Even so, the Montreal Laboratory did indirectly contribute to the proliferation of nuclear weapons. “Many British and French researchers went back to their countries after the Montreal Laboratory shut down and played important roles in civilian and military nuclear programs,” adds Matthieu Lavallée, coauthor of Projet Manhattan : Montréal au coeur de la participation du Canada à la bombe atomique américaine.

Birth of an industry

However, the Montreal Laboratory’s biggest impact was an increase in physics research at Canadian universities, and the emergence of a powerful civilian nuclear industry in Canada. Pierre Demers contributed to the development of the first nuclear reactor at Chalk River Laboratories. He went on to teach at the U de M until 1980. Specializing in particle ionography — a research method for investigating the nature of elementary particles — and in the study of cosmic and solar radiation, he was an ardent defender of doing science in French. He always claimed that he was unaware of the connections between the Canadian laboratory and the development of a nuclear bomb. In a poignant interview with Radio-Canada in 2016, when he was 101 years old, he said that he first learned of those connections after the bombing of Hiroshima.

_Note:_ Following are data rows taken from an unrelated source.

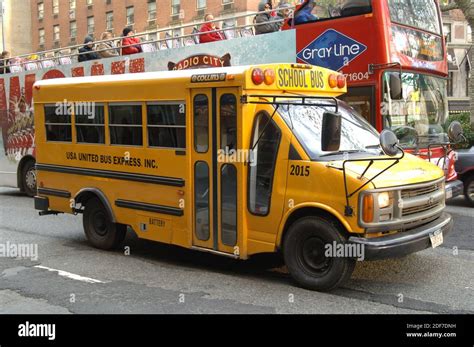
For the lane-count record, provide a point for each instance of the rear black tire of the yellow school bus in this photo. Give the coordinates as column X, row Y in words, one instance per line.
column 100, row 231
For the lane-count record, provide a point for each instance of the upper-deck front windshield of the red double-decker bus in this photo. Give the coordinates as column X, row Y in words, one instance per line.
column 420, row 14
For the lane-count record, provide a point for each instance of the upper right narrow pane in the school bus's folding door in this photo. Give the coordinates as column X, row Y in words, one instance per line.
column 228, row 118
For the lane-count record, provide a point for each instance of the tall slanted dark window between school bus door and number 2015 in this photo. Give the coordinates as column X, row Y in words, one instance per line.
column 262, row 169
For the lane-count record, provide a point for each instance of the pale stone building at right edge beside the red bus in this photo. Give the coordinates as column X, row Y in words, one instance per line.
column 458, row 38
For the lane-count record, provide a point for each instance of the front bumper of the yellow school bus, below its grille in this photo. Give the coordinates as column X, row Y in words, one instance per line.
column 403, row 243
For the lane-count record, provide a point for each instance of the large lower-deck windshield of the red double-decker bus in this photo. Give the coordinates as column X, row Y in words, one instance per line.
column 416, row 118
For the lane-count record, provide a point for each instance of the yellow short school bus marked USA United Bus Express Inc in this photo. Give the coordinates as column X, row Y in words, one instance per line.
column 235, row 161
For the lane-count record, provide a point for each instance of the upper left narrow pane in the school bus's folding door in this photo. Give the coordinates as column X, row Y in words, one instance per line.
column 201, row 123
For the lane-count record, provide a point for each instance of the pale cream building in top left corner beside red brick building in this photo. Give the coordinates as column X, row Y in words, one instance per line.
column 15, row 34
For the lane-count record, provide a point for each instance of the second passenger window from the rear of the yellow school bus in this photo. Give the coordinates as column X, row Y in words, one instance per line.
column 90, row 126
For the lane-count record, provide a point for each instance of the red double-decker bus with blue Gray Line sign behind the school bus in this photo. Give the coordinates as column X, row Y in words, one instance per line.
column 392, row 53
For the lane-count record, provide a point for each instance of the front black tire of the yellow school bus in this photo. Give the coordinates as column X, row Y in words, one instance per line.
column 304, row 254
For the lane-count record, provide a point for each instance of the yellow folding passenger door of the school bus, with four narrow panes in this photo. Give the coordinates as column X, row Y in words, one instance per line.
column 215, row 114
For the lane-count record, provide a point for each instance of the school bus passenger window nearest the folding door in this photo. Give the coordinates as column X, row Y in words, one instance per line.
column 166, row 125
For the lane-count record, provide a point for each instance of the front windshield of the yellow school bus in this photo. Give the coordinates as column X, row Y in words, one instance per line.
column 306, row 121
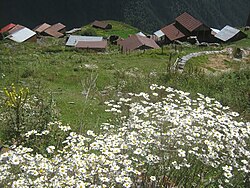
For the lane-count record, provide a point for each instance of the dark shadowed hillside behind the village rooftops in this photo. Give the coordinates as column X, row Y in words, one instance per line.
column 148, row 15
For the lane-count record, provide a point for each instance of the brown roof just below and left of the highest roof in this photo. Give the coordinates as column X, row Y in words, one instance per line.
column 172, row 33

Left: French physicist Pierre Auger was one of a handful of international specialists in atomic physics, in addition to two Canadians, who were recruited to work at the Montreal Laboratory. Right: The Montreal Laboratory developed the ZEEP nuclear reactor, which was built at the Chalk River Laboratories in 1945. Photos courtesy of Montréal et la bombe.

Jacques Hébert, a Quebec native who authored six reports for the Montreal Laboratory, later taught physics at the University of Ottawa
for over 40 years. Another former member of the laboratory, George Volkoff, helped to transform the physics department at the University of British Colombia into one of the best-known in the country. In 1939, he predicted the existence of neutron stars before they had been observed, in an article co-written with J. Robert Oppenheimer. In honour of his contributions to Canadian physics, he was named an Officer of the Order of Canada in 1994.

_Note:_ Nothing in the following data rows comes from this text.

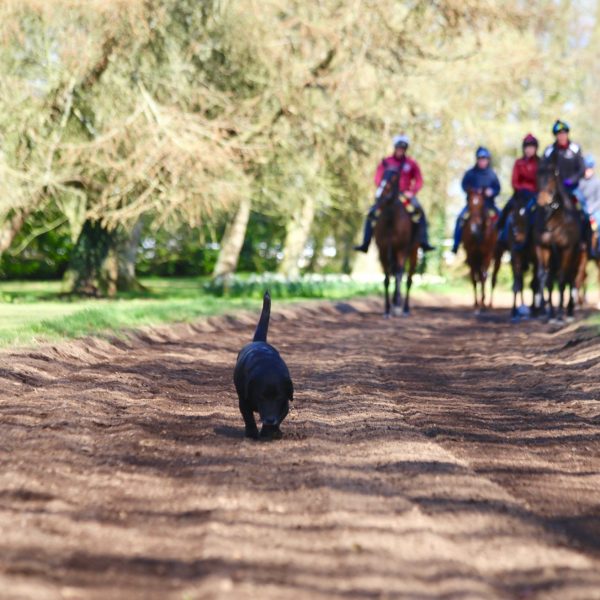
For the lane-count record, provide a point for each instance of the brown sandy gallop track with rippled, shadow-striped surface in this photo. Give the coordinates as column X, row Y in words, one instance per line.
column 433, row 457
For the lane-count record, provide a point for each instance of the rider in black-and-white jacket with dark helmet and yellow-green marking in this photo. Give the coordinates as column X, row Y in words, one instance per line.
column 571, row 168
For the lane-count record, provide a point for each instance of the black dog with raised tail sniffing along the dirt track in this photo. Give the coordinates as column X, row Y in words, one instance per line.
column 262, row 381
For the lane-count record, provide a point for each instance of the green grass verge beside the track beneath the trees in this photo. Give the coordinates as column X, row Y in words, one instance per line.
column 34, row 312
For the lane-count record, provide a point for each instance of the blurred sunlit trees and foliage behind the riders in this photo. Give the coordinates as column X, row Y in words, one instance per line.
column 199, row 137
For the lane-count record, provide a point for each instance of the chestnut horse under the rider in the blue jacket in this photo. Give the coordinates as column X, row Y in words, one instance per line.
column 479, row 239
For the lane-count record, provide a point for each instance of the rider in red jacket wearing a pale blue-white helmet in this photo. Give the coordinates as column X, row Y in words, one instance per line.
column 410, row 184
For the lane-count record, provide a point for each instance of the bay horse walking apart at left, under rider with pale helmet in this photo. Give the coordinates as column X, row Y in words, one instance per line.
column 397, row 241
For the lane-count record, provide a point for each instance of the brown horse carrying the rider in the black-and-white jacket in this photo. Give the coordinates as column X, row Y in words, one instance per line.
column 557, row 238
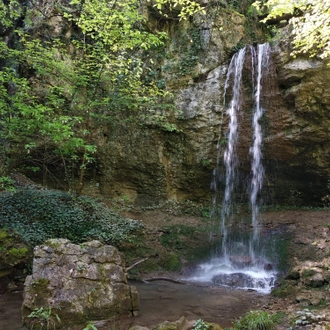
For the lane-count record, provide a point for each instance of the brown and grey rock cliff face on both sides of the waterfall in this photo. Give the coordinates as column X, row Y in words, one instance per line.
column 174, row 157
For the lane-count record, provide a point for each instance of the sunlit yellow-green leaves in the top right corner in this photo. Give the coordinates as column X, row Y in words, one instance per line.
column 310, row 22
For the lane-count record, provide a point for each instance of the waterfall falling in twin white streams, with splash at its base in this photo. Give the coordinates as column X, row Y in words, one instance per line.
column 241, row 262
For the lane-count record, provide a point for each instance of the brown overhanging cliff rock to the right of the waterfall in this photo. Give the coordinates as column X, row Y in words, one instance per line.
column 303, row 134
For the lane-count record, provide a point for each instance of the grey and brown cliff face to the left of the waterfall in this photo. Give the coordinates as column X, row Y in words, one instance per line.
column 150, row 164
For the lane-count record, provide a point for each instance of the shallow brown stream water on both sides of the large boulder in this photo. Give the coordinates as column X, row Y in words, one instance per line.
column 161, row 301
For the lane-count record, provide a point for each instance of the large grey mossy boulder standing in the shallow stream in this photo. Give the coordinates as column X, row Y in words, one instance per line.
column 76, row 284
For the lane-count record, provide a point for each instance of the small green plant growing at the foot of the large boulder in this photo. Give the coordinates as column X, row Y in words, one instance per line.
column 43, row 318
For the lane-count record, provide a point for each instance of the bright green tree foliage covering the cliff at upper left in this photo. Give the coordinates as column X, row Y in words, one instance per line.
column 60, row 95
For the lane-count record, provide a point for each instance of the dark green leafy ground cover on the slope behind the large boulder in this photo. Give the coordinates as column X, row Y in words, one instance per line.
column 38, row 215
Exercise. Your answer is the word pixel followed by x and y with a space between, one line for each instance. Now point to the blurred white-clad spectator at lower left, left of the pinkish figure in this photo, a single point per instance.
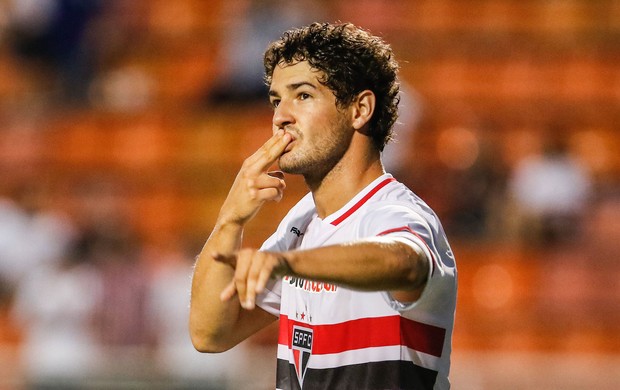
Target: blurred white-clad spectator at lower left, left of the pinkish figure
pixel 55 305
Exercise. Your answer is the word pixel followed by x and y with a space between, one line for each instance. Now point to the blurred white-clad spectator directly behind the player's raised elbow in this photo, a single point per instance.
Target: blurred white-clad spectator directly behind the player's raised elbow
pixel 175 356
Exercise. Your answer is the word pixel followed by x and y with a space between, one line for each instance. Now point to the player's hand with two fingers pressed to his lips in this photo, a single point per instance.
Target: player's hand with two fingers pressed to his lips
pixel 254 184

“After the war, Canada developed expertise in producing electricity with nuclear power plants, but more importantly, it became a pioneer in the production of radioisotopes used in nuclear medicine,” Mr. Lavallée explains. In 2009, Chalk River Laboratories provided at least 40 per cent of the radioactive isotopes used in medical imaging worldwide.

Chalk River Laboratories, which officially opened in 1945, was also where the CANDU reactor was developed, considered to be one of the world’s safest designs. About 30 of these reactors are still operating worldwide, according to the Canadian Nuclear Association.

Selective remembrance

Despite its impressive heritage, the Montreal Laboratory was quickly forgotten by most. “All that remains at the Université de Montréal is a commemorative plaque on an outside wall of the Roger-Gaudry pavilion,” notes Julie Cordeau-Gazaille, the university’s press officer.

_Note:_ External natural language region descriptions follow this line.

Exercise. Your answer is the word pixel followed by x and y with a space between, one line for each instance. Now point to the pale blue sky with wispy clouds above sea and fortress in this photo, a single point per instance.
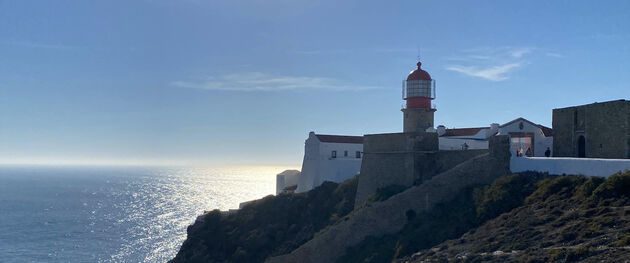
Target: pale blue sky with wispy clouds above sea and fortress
pixel 233 82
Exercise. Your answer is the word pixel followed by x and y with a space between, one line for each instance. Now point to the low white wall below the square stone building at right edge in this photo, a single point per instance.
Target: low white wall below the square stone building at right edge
pixel 583 166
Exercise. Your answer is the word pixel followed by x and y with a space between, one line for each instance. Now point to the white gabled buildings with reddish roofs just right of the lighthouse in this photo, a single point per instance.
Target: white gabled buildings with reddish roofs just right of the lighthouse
pixel 524 135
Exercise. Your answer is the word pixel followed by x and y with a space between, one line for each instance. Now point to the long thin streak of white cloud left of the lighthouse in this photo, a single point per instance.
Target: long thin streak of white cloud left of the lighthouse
pixel 256 81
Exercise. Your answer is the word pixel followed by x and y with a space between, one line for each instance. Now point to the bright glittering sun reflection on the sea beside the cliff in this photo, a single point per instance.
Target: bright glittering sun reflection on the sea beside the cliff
pixel 165 203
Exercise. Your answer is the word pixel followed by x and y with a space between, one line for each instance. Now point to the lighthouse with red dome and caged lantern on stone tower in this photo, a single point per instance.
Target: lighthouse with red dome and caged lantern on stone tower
pixel 418 90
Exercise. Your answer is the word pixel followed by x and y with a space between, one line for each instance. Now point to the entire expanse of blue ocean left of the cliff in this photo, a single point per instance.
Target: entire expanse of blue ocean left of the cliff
pixel 114 214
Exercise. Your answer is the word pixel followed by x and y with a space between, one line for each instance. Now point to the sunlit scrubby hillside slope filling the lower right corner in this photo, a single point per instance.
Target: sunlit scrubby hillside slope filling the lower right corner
pixel 566 219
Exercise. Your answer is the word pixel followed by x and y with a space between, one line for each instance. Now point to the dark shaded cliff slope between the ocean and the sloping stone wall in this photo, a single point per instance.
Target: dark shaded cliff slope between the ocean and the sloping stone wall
pixel 270 226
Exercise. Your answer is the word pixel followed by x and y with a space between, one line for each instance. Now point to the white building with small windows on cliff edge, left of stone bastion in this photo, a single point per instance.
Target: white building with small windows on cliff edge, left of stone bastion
pixel 334 158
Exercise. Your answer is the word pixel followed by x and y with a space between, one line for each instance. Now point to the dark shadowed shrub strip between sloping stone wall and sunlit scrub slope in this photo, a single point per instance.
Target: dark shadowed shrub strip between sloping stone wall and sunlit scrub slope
pixel 468 209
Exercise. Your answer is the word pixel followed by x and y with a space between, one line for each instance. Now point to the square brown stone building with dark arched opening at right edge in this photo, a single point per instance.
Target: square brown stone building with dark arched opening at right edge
pixel 598 130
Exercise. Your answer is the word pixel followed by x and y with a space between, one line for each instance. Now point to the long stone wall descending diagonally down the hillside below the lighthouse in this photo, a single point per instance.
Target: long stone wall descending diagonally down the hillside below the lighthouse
pixel 389 216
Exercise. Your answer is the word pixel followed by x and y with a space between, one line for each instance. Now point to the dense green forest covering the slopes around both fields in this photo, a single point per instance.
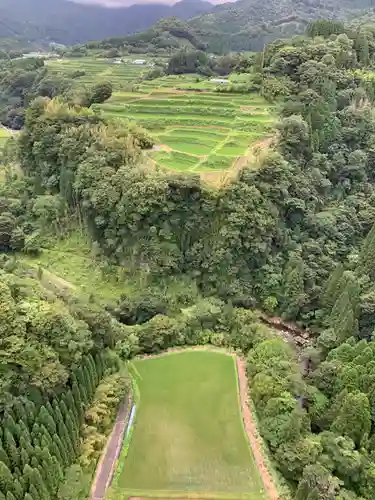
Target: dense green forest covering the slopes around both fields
pixel 294 237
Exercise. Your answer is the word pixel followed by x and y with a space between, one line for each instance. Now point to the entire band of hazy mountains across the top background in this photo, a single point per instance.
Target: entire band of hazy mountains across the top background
pixel 243 25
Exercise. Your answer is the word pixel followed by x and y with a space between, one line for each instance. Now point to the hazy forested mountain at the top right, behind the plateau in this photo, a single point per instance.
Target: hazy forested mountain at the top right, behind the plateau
pixel 250 24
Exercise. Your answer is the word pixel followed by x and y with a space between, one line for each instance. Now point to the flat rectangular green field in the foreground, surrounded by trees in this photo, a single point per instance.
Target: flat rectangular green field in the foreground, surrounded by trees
pixel 188 435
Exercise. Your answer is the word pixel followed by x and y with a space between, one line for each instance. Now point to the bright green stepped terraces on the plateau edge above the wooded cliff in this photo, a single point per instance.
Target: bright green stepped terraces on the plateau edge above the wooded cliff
pixel 194 131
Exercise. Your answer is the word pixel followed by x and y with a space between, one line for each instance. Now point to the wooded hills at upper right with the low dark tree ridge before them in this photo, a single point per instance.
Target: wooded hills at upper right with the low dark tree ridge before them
pixel 240 26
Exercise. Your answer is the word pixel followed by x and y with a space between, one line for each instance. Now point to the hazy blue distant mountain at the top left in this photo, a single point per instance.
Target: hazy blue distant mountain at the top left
pixel 68 22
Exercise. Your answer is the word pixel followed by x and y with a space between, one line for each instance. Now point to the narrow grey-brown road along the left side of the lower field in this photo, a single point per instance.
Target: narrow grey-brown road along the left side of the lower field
pixel 108 462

But knowing the history of the Montreal Laboratory is essential to understanding how Canada was able to develop a major civilian nuclear industry. “We’re not a major power,” says science historian Yves Gingras, who also focused on this period in his book Histoire des sciences au Québec de la Nouvelle-France à nos jours, published in 1987. “We weren’t destined to become a major player in the nuclear industry. Only a confluence of circumstances linked to the specific contingencies of the war triggered the rise of the nuclear industry in Canada. As always, knowing the past helps us to understand the present.”